Monn started his career as a singer in the German schlager genre in the early 1970s. Among his best-known songs from that period are 1975's "Du Gehst Fort", a duet with singer and actress Marion Maerz, "Lucky" (1978), and "Johnny und Mary" (a German-language cover version of Robert Palmer's 1981 hit), although these met limited commercial success in Germany.

Monn instead achieved his greatest international success with French disco queen Amanda Lear, for whom he produced albums I Am a Photograph (1977), Sweet Revenge (1978), Never Trust a Pretty Face (1979) — recorded in Giorgio Moroder's Musicland Studios in Munich — Diamonds for Breakfast (1980), and Incognito (1981). Monn also composed most of Lear's hit singles during this period, including classics like "Blood and Honey", "Follow Me" and "Fashion Pack (Studio 54)". He also produced albums for American singer Judy Cheeks, released on label Salsoul in the U.S. The single "Mellow Lovin'" reached No.10 on the American dance charts in 1978. In the 1980s, he wrote and produced a number of albums and singles for German Euro disco star Fancy, hits for Italian couple Al Bano and Romina Power ("Sempre Sempre" (1986), German synth-pop star Peter Schilling, La Toya Jackson, as well as Saragossa Band ("Big Bamboo", "Agadou", "Zabadak"), and Orlando Riva Sound ("Moon Boots", "Fire on the Water", "Indian Reservation"), the latter a novelty disco band of which both Monn and longtime collaborator Rainer Pietsch were members.
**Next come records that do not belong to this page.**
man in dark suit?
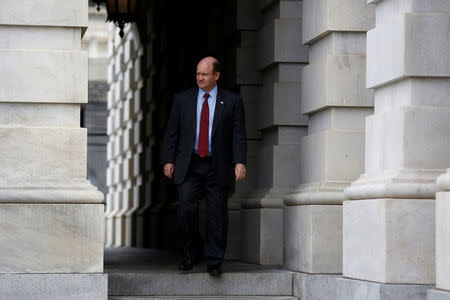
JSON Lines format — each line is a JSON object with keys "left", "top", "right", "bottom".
{"left": 162, "top": 57, "right": 247, "bottom": 275}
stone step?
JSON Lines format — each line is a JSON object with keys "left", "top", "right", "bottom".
{"left": 110, "top": 297, "right": 297, "bottom": 300}
{"left": 108, "top": 270, "right": 293, "bottom": 297}
{"left": 105, "top": 247, "right": 294, "bottom": 297}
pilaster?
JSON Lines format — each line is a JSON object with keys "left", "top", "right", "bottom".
{"left": 225, "top": 0, "right": 262, "bottom": 260}
{"left": 240, "top": 0, "right": 308, "bottom": 265}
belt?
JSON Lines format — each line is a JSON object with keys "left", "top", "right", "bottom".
{"left": 192, "top": 151, "right": 213, "bottom": 160}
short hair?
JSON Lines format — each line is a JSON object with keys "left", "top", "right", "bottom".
{"left": 212, "top": 59, "right": 221, "bottom": 73}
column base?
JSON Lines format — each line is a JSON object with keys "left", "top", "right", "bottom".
{"left": 428, "top": 289, "right": 450, "bottom": 300}
{"left": 0, "top": 204, "right": 104, "bottom": 273}
{"left": 240, "top": 208, "right": 282, "bottom": 265}
{"left": 343, "top": 199, "right": 435, "bottom": 283}
{"left": 337, "top": 277, "right": 432, "bottom": 300}
{"left": 283, "top": 205, "right": 342, "bottom": 273}
{"left": 293, "top": 273, "right": 340, "bottom": 300}
{"left": 0, "top": 273, "right": 107, "bottom": 300}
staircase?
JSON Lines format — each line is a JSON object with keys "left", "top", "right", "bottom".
{"left": 105, "top": 248, "right": 296, "bottom": 300}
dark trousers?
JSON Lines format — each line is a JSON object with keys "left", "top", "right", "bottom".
{"left": 176, "top": 153, "right": 229, "bottom": 266}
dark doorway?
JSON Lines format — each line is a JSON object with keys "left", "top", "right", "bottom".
{"left": 134, "top": 0, "right": 239, "bottom": 251}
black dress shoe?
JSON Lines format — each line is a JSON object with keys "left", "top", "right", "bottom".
{"left": 207, "top": 264, "right": 222, "bottom": 275}
{"left": 178, "top": 258, "right": 198, "bottom": 271}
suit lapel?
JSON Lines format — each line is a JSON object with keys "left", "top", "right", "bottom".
{"left": 191, "top": 87, "right": 199, "bottom": 143}
{"left": 212, "top": 88, "right": 225, "bottom": 138}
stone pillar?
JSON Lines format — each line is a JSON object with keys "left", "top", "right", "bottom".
{"left": 106, "top": 24, "right": 144, "bottom": 247}
{"left": 428, "top": 170, "right": 450, "bottom": 299}
{"left": 338, "top": 2, "right": 450, "bottom": 299}
{"left": 226, "top": 0, "right": 262, "bottom": 260}
{"left": 240, "top": 0, "right": 308, "bottom": 265}
{"left": 283, "top": 1, "right": 374, "bottom": 298}
{"left": 0, "top": 0, "right": 106, "bottom": 298}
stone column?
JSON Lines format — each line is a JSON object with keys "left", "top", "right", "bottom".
{"left": 225, "top": 0, "right": 262, "bottom": 260}
{"left": 240, "top": 0, "right": 308, "bottom": 265}
{"left": 428, "top": 170, "right": 450, "bottom": 299}
{"left": 0, "top": 0, "right": 106, "bottom": 298}
{"left": 338, "top": 2, "right": 450, "bottom": 299}
{"left": 283, "top": 1, "right": 374, "bottom": 298}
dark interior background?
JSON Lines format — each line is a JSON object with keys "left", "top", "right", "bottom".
{"left": 134, "top": 0, "right": 239, "bottom": 251}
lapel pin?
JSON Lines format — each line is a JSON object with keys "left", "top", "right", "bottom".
{"left": 220, "top": 101, "right": 224, "bottom": 104}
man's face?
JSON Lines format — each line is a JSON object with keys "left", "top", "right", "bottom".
{"left": 196, "top": 61, "right": 220, "bottom": 92}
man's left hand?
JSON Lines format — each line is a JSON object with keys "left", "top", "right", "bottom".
{"left": 235, "top": 163, "right": 246, "bottom": 182}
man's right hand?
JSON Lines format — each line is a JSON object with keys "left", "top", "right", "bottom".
{"left": 163, "top": 163, "right": 174, "bottom": 179}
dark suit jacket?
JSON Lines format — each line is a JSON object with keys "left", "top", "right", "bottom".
{"left": 162, "top": 87, "right": 247, "bottom": 187}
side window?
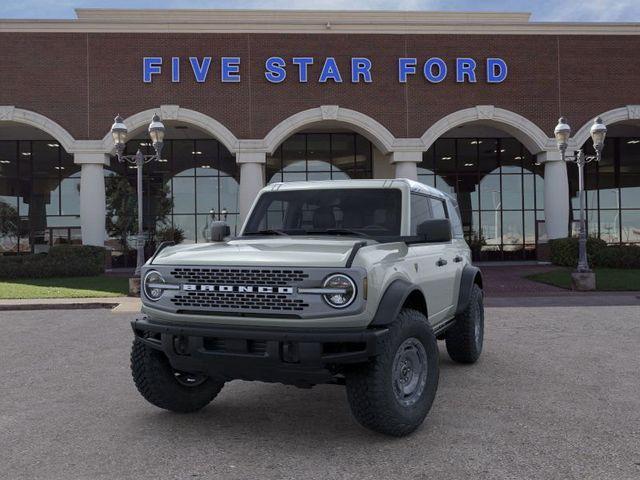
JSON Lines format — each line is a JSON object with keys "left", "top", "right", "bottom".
{"left": 410, "top": 194, "right": 432, "bottom": 235}
{"left": 430, "top": 198, "right": 447, "bottom": 220}
{"left": 446, "top": 198, "right": 464, "bottom": 238}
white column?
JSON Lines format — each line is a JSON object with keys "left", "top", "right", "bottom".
{"left": 539, "top": 151, "right": 569, "bottom": 239}
{"left": 391, "top": 151, "right": 422, "bottom": 181}
{"left": 237, "top": 151, "right": 266, "bottom": 225}
{"left": 75, "top": 152, "right": 109, "bottom": 246}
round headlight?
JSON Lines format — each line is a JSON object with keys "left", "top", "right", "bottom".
{"left": 143, "top": 270, "right": 165, "bottom": 301}
{"left": 322, "top": 274, "right": 356, "bottom": 309}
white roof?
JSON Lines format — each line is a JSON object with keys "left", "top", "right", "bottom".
{"left": 263, "top": 178, "right": 449, "bottom": 199}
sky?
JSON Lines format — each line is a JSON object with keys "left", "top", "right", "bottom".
{"left": 1, "top": 0, "right": 640, "bottom": 22}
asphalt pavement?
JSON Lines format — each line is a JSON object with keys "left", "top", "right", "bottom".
{"left": 1, "top": 307, "right": 639, "bottom": 480}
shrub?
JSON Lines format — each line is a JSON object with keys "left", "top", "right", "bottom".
{"left": 550, "top": 237, "right": 640, "bottom": 269}
{"left": 155, "top": 226, "right": 185, "bottom": 245}
{"left": 0, "top": 245, "right": 106, "bottom": 279}
{"left": 593, "top": 245, "right": 640, "bottom": 269}
{"left": 549, "top": 237, "right": 607, "bottom": 267}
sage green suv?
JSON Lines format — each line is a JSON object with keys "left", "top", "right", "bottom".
{"left": 131, "top": 179, "right": 484, "bottom": 436}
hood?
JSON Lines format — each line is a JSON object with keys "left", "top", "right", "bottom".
{"left": 150, "top": 237, "right": 370, "bottom": 268}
Tony also helped to begin the recording careers of Toby and Jens Gad, when he would let the boys (just teenagers at the time) use his studio when he was away.
==Career==
Working with producer, Fritz Muschler, Anthony and Marion recorded the song "Du gehst fort". Backed with "Ein Mädchen in Athen", it was released on Ariola 16 222 AT in 1975. It achieved hit status, spending thirteen weeks in the German charts, peaking at no. 15.